Consistent with our finding that specific gene mutations may affect the treatment outcome of AZA plus VEN combo, emerging evidence shows that reconstructed existing mutations, especially dominant mutations, contributed to VEN resistance in AML.5 To potentiate this finding, we report two cases with a treatment regimen combining AZA plus VEN with an additional mutation-targeting drug, both of which achieved a satisfactory disease remission (Supplementary Fig. 1). The first case is a 43-year-old untreated AML male patient who achieved CR after initial induction chemotherapy of AZA plus VEN, and relapsed in the 12th month after maintenance treatment. Sequencing revealed multiple gene mutations with persistent FLT3-ITD mutation and additional mutations in genes including ARID2, ASXL3, ATM, CREBBP, MYBBP1A, PBRM1, PML, AMARCA2, TET1, and UNCL3D. Non-remission (NR) was observed after the first cycle of FLT3-ITD targeting drug, Sorafenib, plus VEN + AZA combo, while CR was achieved using a regimen of FLT3-ITD targeting Gilteritinib plus VEN + AZA combo in the second cycle, with persistent mutations of FLT3-ITD and CEBPA (Supplementary Fig. 1). The second case is a 72-year-old female with primary AML, with gene mutations of FLT3-ITD, NPM1, DNMT3A as sequenced immediately after diagnosis. This patient reached CR and molecular remission of FLT3-ITD after one cycle treatment of Sorafenib, plus VEN + AZA combo. These two clinical cases suggest that additional molecular targeting drugs may benefit AML patients with specific mutations, when the combo treatment results in resistance or relapse. As a result, specific gene mutations such as FLT3-ITD might negatively affect the treatment outcome of VEN plus AZA combo therapy, and mutation targeting drugs in a personalized setting, based on sequencing, might confer a response and improved efficacy to VEN + AZA combo in patients with specific mutations.

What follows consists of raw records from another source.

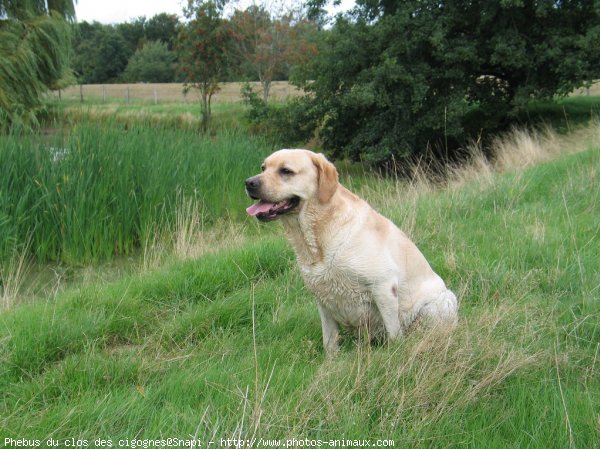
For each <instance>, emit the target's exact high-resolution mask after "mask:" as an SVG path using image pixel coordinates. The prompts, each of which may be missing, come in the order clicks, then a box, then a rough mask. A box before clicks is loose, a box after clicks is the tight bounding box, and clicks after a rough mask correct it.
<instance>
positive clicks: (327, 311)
mask: <svg viewBox="0 0 600 449" xmlns="http://www.w3.org/2000/svg"><path fill="white" fill-rule="evenodd" d="M317 307H318V309H319V315H320V316H321V329H322V330H323V347H324V348H325V352H327V355H329V356H331V355H334V354H335V353H336V352H337V351H338V349H339V348H338V339H339V336H340V327H339V325H338V323H337V321H335V319H334V318H333V316H332V315H331V313H330V312H329V310H327V309H326V308H325V307H324V306H323V305H322V304H321V303H320V302H319V301H318V300H317Z"/></svg>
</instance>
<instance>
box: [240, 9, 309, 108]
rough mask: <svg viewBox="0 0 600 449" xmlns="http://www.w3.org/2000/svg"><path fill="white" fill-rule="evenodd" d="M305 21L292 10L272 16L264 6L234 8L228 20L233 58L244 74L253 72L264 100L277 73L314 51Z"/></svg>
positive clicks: (267, 99) (300, 61)
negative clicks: (231, 39) (230, 18)
mask: <svg viewBox="0 0 600 449" xmlns="http://www.w3.org/2000/svg"><path fill="white" fill-rule="evenodd" d="M309 26H310V24H309V23H308V22H307V21H305V20H298V19H296V18H294V13H293V12H286V13H284V14H281V15H280V17H277V18H275V17H273V16H272V15H271V13H270V12H269V11H268V10H267V8H266V7H265V6H263V5H256V4H254V5H252V6H250V7H248V8H247V9H246V10H243V11H242V10H237V11H235V12H234V14H233V16H232V17H231V19H230V21H229V27H230V30H231V36H232V38H233V42H232V46H231V49H232V52H233V57H234V58H235V59H236V60H237V61H238V64H239V65H240V66H241V67H242V71H243V72H245V73H254V74H255V75H256V77H257V78H258V80H259V81H260V83H261V86H262V90H263V101H264V102H265V103H266V102H267V101H268V98H269V91H270V88H271V83H272V82H273V80H274V79H275V77H276V76H278V75H280V74H282V73H285V71H286V70H287V69H288V68H289V67H290V66H292V65H294V64H300V63H302V62H304V61H305V60H306V59H307V58H309V57H310V56H311V55H313V54H315V53H316V51H317V50H316V48H317V47H316V45H315V44H314V43H312V42H311V41H310V39H308V38H307V36H308V33H306V30H307V27H309Z"/></svg>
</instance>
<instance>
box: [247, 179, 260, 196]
mask: <svg viewBox="0 0 600 449" xmlns="http://www.w3.org/2000/svg"><path fill="white" fill-rule="evenodd" d="M259 190H260V179H259V177H258V176H253V177H252V178H248V179H246V192H247V193H248V195H250V197H251V198H254V199H257V198H258V193H259Z"/></svg>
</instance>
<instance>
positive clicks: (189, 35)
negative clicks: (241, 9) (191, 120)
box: [178, 0, 230, 129]
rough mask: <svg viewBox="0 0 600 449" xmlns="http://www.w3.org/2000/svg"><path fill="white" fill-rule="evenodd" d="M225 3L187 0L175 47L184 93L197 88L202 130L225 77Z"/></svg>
mask: <svg viewBox="0 0 600 449" xmlns="http://www.w3.org/2000/svg"><path fill="white" fill-rule="evenodd" d="M225 3H226V0H206V1H204V0H189V4H188V8H186V9H185V11H184V12H185V16H186V18H187V19H188V23H187V24H185V25H184V26H182V28H181V30H180V33H179V39H178V48H179V55H180V63H181V70H182V72H183V75H184V76H185V83H184V86H185V87H184V91H186V92H187V90H189V89H198V91H199V92H200V101H201V103H200V107H201V114H202V127H203V128H204V129H206V128H207V126H208V123H209V122H210V117H211V101H212V97H213V95H214V94H215V93H216V92H217V91H218V89H219V83H220V82H221V81H222V79H223V78H224V77H225V75H226V71H227V67H228V66H227V60H228V46H229V43H230V37H229V33H228V32H227V30H226V27H225V26H224V24H225V21H224V19H223V18H222V14H223V8H224V6H225Z"/></svg>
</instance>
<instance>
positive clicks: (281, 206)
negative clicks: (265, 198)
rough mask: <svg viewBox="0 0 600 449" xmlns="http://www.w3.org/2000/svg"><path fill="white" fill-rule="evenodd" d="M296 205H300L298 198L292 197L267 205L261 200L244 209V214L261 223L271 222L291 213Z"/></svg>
mask: <svg viewBox="0 0 600 449" xmlns="http://www.w3.org/2000/svg"><path fill="white" fill-rule="evenodd" d="M298 204H300V198H298V197H297V196H294V197H292V198H290V199H289V200H285V201H280V202H279V203H269V202H267V201H263V200H261V201H259V202H258V203H256V204H253V205H252V206H250V207H249V208H248V209H246V212H247V213H248V215H250V216H252V217H256V218H258V219H259V220H261V221H271V220H276V219H277V218H279V217H280V216H281V215H284V214H287V213H288V212H291V211H293V210H294V209H295V208H296V207H297V206H298Z"/></svg>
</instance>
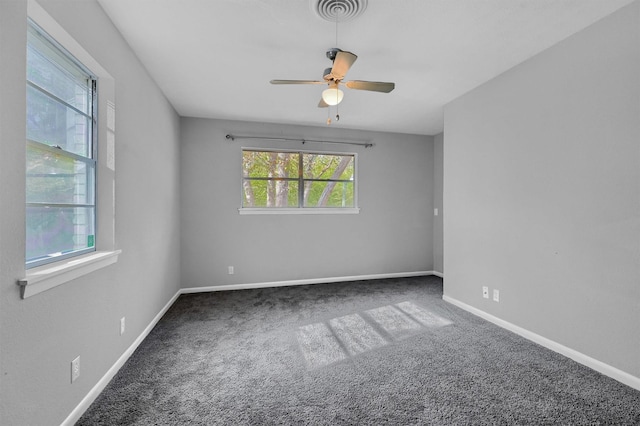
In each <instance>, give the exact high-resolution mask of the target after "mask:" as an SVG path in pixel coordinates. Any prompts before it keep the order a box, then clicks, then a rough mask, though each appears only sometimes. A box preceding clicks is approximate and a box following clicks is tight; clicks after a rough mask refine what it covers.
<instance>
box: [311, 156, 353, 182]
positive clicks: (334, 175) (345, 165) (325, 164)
mask: <svg viewBox="0 0 640 426" xmlns="http://www.w3.org/2000/svg"><path fill="white" fill-rule="evenodd" d="M302 161H303V167H304V178H305V179H336V180H351V179H353V172H354V167H353V165H354V163H355V162H354V156H353V155H327V154H304V155H303V157H302Z"/></svg>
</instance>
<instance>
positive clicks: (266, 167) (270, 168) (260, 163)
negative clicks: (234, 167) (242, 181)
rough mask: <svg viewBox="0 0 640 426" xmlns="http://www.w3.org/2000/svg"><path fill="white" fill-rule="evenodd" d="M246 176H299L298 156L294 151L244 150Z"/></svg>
mask: <svg viewBox="0 0 640 426" xmlns="http://www.w3.org/2000/svg"><path fill="white" fill-rule="evenodd" d="M242 155H243V159H242V165H243V173H244V177H269V178H272V177H280V178H296V179H297V178H298V158H299V157H298V156H299V154H297V153H295V152H294V153H292V152H258V151H243V153H242Z"/></svg>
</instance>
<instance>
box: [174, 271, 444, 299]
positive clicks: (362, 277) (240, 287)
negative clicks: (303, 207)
mask: <svg viewBox="0 0 640 426" xmlns="http://www.w3.org/2000/svg"><path fill="white" fill-rule="evenodd" d="M438 274H439V272H436V271H415V272H395V273H390V274H371V275H354V276H348V277H329V278H312V279H302V280H289V281H271V282H263V283H248V284H227V285H218V286H208V287H190V288H183V289H182V291H181V292H182V294H187V293H208V292H212V291H228V290H248V289H253V288H268V287H286V286H294V285H309V284H325V283H339V282H347V281H365V280H379V279H383V278H409V277H422V276H427V275H436V276H440V275H438Z"/></svg>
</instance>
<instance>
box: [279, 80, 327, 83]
mask: <svg viewBox="0 0 640 426" xmlns="http://www.w3.org/2000/svg"><path fill="white" fill-rule="evenodd" d="M270 83H271V84H327V82H326V81H318V80H271V81H270Z"/></svg>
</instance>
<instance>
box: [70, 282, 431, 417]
mask: <svg viewBox="0 0 640 426" xmlns="http://www.w3.org/2000/svg"><path fill="white" fill-rule="evenodd" d="M428 275H436V276H441V274H440V275H439V272H436V271H416V272H397V273H390V274H373V275H357V276H350V277H332V278H314V279H304V280H291V281H274V282H264V283H250V284H230V285H222V286H209V287H192V288H182V289H180V290H178V292H176V294H175V295H173V297H172V298H171V300H169V301H168V302H167V304H166V305H165V306H164V307H163V308H162V310H160V312H159V313H158V315H156V316H155V317H154V318H153V320H152V321H151V323H150V324H149V325H148V326H147V327H146V328H145V329H144V330H143V331H142V333H141V334H140V335H139V336H138V337H137V338H136V340H135V341H134V342H133V343H132V344H131V346H129V348H128V349H127V350H126V351H125V352H124V353H123V354H122V356H120V358H118V360H117V361H116V362H115V364H113V366H112V367H111V368H110V369H109V370H108V371H107V373H106V374H105V375H104V376H103V377H102V378H101V379H100V380H99V381H98V383H96V385H95V386H94V387H93V388H92V389H91V390H90V391H89V393H88V394H87V395H86V396H85V397H84V398H83V399H82V401H80V404H78V406H77V407H76V408H74V410H73V411H72V412H71V414H69V416H67V418H66V419H65V420H64V422H62V426H72V425H73V424H75V423H76V422H77V421H78V420H79V419H80V417H82V415H83V414H84V412H85V411H86V410H87V409H88V408H89V406H90V405H91V404H92V403H93V401H95V400H96V398H97V397H98V395H100V392H102V391H103V390H104V388H105V387H106V386H107V385H108V384H109V382H110V381H111V379H113V377H114V376H115V375H116V374H117V373H118V371H120V369H121V368H122V366H123V365H124V364H125V363H126V362H127V360H128V359H129V357H131V355H132V354H133V352H135V350H136V349H137V348H138V346H140V343H142V341H143V340H144V339H145V338H146V337H147V336H148V335H149V333H150V332H151V330H153V327H155V326H156V324H157V323H158V321H160V318H162V316H163V315H164V314H165V313H166V312H167V311H168V310H169V308H170V307H171V306H172V305H173V304H174V302H175V301H176V300H177V299H178V297H179V296H180V295H181V294H189V293H207V292H212V291H228V290H244V289H252V288H266V287H283V286H293V285H308V284H321V283H332V282H345V281H362V280H376V279H382V278H409V277H421V276H428Z"/></svg>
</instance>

Taken together, by focusing on the efficacy, safety and genomic characteristics of VEN plus AZA combo treatment, our study demonstrated for the first time that VEN plus AZA combo treatment may significantly improve the clinical outcome in previously untreated Chinese AML patients. For patients harboring specific gene mutations such as FLT3-ITD, molecular targeting drugs, such as Sorafanib and Gilteritinib, may further help improve the clinical outcome of VEN plus AZA combo in a more personalized setting. Limitations of this study remains as it is a single-center study with a relatively small cohort, which with its findings would warrant further study to further confirm such a beneficial effect with combo therapy in treatment-naïve Chinese AML patients.